Su amor preferencial por los pobres está inscrito admirablemente en el Magníficat de María. El Dios de la Alianza, cantado por la Virgen de Nazaret en la elevación de su espíritu, es a la vez el que «derriba del trono a los poderosos, enaltece a los humildes, a los hambrientos los colma de bienes y a los ricos los despide vacíos, ... dispersa a los soberbios ... y conserva su misericordia para los que le temen». María está profundamente impregnada del espíritu de los «pobres de Yahvé», que en la oración de los Salmos esperaban de Dios su salvación, poniendo en El toda su confianza (cf. Sal 25; 31; 35; 55). En cambio, ella proclama la venida del misterio de la salvación, la venida del «Mesías de los pobres» (cf. Is 11, 4; 61, 1). La Iglesia, acudiendo al corazón de María, a la profundidad de su fe, expresada en las palabras del Magníficat, renueva cada vez mejor en sí la conciencia de que no se puede separar la verdad sobre Dios que salva, sobre Dios que es fuente de todo don, de la manifestación de su amor preferencial por los pobres y los humildes, que, cantado en el Magníficat, se encuentra luego expresado en las palabras y obras de Jesús.

La Iglesia, por tanto, es consciente —y en nuestra época tal conciencia se refuerza de manera particular— de que no sólo no se pueden separar estos dos elementos del mensaje contenido en el Magníficat, sino que también se debe salvaguardar cuidadosamente la importancia que «los pobres» y «la opción en favor de los pobres» tienen en la palabra del Dios vivo. Se trata de temas y problemas orgánicamente relacionados con el sentido cristiano de la libertad y de la liberación. «Dependiendo totalmente de Dios y plenamente orientada hacia El por el empuje de su fe, María, al lado de su Hijo, es la imagen más perfecta de la libertad y de la liberación de la humanidad y del cosmos. La Iglesia debe mirar hacia ella, Madre y Modelo para comprender en su integridad el sentido de su misión».[93]

Notas

[87] Conc. Ecum. Vat. II, Const. dogm. sobre la Iglesia Lumen gentium, 8.

[88] Ibid., 9.

[89] Como es sabido, las palabras del Magníficat contienen o evocan numerosos pasajes del Antiguo Testamento.

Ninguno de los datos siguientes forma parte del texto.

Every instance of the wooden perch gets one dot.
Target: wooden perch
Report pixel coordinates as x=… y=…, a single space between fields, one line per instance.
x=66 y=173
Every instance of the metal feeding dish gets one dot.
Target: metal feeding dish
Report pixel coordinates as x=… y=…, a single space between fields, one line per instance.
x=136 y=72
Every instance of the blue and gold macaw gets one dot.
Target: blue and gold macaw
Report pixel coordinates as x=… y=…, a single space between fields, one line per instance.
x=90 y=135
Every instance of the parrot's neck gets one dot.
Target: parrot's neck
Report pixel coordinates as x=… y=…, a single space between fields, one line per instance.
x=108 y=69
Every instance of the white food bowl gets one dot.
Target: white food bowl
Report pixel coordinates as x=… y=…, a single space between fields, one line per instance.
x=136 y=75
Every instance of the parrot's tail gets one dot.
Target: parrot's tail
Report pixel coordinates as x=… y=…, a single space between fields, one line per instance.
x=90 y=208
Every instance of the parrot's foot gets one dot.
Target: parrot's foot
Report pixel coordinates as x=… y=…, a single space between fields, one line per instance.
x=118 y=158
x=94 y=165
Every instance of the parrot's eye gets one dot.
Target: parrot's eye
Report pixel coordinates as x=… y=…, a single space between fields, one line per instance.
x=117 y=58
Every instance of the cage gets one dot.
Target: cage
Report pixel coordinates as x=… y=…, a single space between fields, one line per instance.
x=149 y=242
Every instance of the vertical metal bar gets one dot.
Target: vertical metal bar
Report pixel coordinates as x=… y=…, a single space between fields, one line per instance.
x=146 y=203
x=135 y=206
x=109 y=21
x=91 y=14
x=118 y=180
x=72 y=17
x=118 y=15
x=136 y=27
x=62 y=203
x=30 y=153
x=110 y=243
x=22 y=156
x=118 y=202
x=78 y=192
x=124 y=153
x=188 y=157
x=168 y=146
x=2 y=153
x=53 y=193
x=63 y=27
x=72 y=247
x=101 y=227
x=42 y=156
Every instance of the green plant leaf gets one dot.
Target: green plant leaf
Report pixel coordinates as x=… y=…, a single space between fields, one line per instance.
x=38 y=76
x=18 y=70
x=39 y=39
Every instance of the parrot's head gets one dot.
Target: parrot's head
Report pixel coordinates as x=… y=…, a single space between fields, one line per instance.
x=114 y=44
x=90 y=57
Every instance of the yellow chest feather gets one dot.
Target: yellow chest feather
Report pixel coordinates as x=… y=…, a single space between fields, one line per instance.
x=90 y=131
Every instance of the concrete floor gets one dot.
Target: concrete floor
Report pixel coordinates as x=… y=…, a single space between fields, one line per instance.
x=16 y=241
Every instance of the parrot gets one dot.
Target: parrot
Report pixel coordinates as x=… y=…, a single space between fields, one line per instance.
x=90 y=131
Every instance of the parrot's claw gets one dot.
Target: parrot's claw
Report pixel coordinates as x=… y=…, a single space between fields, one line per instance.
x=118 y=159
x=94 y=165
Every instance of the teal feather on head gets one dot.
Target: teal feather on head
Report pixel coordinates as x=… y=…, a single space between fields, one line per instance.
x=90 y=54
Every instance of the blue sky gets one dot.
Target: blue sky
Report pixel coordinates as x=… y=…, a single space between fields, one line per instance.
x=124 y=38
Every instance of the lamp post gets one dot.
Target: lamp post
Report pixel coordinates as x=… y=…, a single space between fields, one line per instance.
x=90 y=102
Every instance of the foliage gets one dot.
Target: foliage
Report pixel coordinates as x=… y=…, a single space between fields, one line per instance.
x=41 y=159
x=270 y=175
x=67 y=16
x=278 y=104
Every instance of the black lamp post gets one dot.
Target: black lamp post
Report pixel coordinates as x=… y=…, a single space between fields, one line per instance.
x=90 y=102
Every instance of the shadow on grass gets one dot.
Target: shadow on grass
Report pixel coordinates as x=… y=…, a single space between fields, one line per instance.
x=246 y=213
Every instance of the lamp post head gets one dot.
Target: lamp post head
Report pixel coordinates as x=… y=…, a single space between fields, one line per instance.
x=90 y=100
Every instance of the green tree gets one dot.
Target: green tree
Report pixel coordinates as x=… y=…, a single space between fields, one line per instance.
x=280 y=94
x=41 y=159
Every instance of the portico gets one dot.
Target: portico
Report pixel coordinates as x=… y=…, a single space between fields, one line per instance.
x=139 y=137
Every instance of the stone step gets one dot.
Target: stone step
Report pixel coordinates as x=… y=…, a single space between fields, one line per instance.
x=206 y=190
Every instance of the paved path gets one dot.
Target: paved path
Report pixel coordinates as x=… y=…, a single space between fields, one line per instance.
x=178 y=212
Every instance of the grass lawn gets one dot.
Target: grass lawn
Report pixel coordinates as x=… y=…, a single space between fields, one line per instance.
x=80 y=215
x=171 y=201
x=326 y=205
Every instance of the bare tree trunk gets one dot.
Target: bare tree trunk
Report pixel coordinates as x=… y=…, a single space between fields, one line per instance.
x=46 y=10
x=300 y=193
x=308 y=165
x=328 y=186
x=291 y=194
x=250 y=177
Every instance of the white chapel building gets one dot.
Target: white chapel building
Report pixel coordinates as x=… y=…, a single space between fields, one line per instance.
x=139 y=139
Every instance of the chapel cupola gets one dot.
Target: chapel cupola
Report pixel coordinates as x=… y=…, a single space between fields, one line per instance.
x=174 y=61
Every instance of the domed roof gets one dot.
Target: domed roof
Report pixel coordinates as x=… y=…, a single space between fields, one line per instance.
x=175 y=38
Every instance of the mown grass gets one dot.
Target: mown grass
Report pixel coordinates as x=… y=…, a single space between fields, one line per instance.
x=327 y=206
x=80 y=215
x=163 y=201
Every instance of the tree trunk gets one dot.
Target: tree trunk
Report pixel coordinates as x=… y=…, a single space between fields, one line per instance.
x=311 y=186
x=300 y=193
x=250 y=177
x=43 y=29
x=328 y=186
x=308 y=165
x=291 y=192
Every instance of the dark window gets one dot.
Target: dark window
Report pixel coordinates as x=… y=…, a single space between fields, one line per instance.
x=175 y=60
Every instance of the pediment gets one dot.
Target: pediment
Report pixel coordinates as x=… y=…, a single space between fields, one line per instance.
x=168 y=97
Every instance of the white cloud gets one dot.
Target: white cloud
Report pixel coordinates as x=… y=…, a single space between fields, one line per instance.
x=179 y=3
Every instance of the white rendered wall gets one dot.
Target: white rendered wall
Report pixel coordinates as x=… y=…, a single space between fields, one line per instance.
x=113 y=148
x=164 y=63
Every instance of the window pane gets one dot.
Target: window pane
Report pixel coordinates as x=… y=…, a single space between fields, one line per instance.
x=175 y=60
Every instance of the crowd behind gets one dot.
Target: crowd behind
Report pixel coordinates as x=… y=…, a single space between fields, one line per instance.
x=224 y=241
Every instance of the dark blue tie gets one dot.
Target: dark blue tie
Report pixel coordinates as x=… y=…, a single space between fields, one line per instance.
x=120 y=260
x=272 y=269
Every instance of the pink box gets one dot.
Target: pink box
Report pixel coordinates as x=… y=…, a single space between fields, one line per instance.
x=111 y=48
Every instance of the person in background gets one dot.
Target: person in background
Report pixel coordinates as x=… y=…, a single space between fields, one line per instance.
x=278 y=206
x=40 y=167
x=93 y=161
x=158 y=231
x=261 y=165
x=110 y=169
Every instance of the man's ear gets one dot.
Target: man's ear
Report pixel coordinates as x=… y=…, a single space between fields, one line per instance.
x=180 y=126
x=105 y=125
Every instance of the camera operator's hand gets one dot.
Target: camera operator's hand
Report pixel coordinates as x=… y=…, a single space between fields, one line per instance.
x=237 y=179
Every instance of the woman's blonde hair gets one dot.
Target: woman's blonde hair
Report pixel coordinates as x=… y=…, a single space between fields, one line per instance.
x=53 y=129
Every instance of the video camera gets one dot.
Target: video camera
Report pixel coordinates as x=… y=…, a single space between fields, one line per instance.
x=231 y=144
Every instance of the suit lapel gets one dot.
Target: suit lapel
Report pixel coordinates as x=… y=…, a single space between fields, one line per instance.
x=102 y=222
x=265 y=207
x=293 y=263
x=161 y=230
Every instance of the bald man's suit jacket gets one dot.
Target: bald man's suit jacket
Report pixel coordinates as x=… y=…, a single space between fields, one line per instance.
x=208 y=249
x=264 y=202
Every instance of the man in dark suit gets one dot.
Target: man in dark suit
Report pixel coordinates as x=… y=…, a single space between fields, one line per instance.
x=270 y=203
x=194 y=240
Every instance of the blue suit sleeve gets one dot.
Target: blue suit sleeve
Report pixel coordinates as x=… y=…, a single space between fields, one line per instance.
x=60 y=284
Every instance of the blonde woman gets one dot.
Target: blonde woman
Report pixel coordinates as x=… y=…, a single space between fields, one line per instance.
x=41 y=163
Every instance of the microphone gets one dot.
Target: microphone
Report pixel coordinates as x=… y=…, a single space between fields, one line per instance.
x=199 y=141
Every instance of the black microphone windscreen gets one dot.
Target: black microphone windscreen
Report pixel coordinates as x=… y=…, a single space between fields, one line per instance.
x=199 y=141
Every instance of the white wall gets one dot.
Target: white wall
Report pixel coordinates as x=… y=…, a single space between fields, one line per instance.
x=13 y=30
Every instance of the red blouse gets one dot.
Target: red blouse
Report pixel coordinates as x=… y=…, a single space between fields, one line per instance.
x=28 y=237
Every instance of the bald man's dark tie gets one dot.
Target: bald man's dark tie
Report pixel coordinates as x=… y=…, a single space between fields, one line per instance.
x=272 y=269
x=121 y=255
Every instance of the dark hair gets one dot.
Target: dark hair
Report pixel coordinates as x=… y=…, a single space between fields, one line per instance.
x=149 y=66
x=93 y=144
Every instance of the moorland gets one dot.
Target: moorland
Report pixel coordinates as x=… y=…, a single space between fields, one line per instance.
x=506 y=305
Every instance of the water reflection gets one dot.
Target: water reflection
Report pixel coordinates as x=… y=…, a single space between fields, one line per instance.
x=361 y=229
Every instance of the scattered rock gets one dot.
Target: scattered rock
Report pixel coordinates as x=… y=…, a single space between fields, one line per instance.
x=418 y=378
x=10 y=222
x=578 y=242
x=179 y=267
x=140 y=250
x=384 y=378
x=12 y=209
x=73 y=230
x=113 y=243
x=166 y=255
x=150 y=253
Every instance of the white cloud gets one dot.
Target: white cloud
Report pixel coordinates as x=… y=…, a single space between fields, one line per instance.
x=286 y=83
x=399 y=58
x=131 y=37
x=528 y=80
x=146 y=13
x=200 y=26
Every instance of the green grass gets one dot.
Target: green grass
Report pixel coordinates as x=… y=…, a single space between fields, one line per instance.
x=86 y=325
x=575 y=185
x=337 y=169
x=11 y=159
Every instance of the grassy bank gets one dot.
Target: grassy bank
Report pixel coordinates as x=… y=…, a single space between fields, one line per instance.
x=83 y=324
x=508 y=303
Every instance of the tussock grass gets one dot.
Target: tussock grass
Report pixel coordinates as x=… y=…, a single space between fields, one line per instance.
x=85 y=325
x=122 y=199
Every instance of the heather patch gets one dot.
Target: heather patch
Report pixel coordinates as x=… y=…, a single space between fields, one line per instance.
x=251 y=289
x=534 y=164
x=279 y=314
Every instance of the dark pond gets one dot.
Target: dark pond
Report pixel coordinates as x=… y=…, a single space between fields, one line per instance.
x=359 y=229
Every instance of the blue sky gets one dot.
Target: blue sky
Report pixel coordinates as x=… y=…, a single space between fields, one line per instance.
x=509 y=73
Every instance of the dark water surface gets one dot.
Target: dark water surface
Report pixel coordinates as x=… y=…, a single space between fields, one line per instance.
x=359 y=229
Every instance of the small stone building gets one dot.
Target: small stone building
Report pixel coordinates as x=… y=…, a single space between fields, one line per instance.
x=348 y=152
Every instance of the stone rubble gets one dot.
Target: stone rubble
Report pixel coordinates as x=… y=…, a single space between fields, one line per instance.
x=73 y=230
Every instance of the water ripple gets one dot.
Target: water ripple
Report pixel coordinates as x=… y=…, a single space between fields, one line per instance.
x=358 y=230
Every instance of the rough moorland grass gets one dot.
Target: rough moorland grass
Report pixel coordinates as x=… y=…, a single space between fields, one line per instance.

[90] Conc. Ecum. Vat. II, Const. dogm. sobre la divina revelación Dei Verbum, 2.

[91] Cf. por ejemplo S. Justino, Dialogus cum Tryphone Iudaeo, 100: Otto II, 358; S. Ireneo, Adversus Haereses III, 22, 4: S. Ch. 211, 439-449; Tertuliano, De carne Christi, 17, 4-6: CCL 2, 904 s.

[92] Cf. S. Epifanio, Panarion, III, 2;Haer. 78, 18: PG 42, 727-730

[93] Congregación para la Doctrina de la Fe, Instrucción sobre Libertad cristiana y liberación (22 de marzo de 1986), 97.